I had a very interesting discussion yesterday with a friend of mine who stopped using his Foursquare application, mainly because of the "privacy" concerns. He said that while he didn't mind getting all those discounts and special deals, he did not feel comfortable sharing his location with friends and acquantainces on Facebook and Foursquare, and a Big Brother. I suggested that he could opt for not sharing his particular "check-ins" with others by simply toggling a switch on his Foursquare app, and also pointed out that the reason that he is getting all those special offers and discounts is because venue owners and marketers expect him to share his visits to those venues, thus spreading the word. We then talked about how if he wanted to go "off the grid" completely, he would have to get rid of cell phones, stop using his credit cards, and switch from montly MetroCards to single ride passes (paid for by cash). This last point made me think about what kind of data is collected on metro cards and how these data could be possibly used by MTA, city planners and marketers. So I am started looking into that and can already share with you some of my findings so far:
Most of the data, including raw swipes and fare data at each turnstile are available on developers' site here
This fascinating report by hackers' magazine 2600 on attempts to decode MetroCards data is certainly worth reading!

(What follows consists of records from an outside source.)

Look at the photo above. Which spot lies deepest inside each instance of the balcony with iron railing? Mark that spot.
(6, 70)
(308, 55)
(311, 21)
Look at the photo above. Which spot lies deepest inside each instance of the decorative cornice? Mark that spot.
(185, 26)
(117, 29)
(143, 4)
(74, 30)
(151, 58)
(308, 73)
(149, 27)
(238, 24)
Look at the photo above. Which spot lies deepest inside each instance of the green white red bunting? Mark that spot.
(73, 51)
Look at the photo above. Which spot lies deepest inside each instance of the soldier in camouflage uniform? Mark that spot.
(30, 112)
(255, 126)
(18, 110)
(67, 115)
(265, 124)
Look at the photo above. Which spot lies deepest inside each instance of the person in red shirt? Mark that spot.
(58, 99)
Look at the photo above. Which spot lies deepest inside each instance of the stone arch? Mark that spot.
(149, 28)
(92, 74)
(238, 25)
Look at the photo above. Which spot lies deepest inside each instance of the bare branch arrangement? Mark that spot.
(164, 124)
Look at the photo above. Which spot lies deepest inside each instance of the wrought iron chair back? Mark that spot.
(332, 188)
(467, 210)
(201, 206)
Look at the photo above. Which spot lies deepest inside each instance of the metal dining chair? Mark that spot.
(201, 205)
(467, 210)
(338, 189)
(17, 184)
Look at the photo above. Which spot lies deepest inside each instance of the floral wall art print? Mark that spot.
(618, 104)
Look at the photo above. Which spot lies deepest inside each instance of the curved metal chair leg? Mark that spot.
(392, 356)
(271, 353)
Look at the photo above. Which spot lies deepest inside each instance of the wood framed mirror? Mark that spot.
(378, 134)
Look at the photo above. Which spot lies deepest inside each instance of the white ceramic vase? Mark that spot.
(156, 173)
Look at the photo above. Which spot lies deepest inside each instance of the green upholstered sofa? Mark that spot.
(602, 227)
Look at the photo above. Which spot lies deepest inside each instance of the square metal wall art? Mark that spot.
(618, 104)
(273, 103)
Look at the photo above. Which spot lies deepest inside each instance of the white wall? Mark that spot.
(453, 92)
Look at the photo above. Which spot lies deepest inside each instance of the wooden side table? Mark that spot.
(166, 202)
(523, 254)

These awesome interactive graphs by Wall Street Journal dissect different aspects of Metro Card usage at Census block level, and and here is even more interesting blog post by the guy who actually analyzed the data and created these graphs
I just downloaded some of the turnstile usage data and will try to play with it later this week. Considering the available data points, these are the potential insights that could be extracted from the data:
- by looking at the turnstile data, one could calculate the average number of riders entering and leaving the station every 4 hours; it would also interesting to see if these numbers differ across the weekdays (e.g., more riders come on Mondays, etc.);
- by looking at the turnstile data, one could see how usage of different types of cards differ across the weeekdays and stations (e.g., if usage of certain type of carda peaks on certain day of the week; stations with the highest number of student or disability cards, etc.)
- by combining swipes and fare data with Census block data, one could see how usage is correlated with the neighborhood characteristics (e.g., Albert Sun looked at the correlation between the median HH income and usage of the unlimited 30-day metrocards).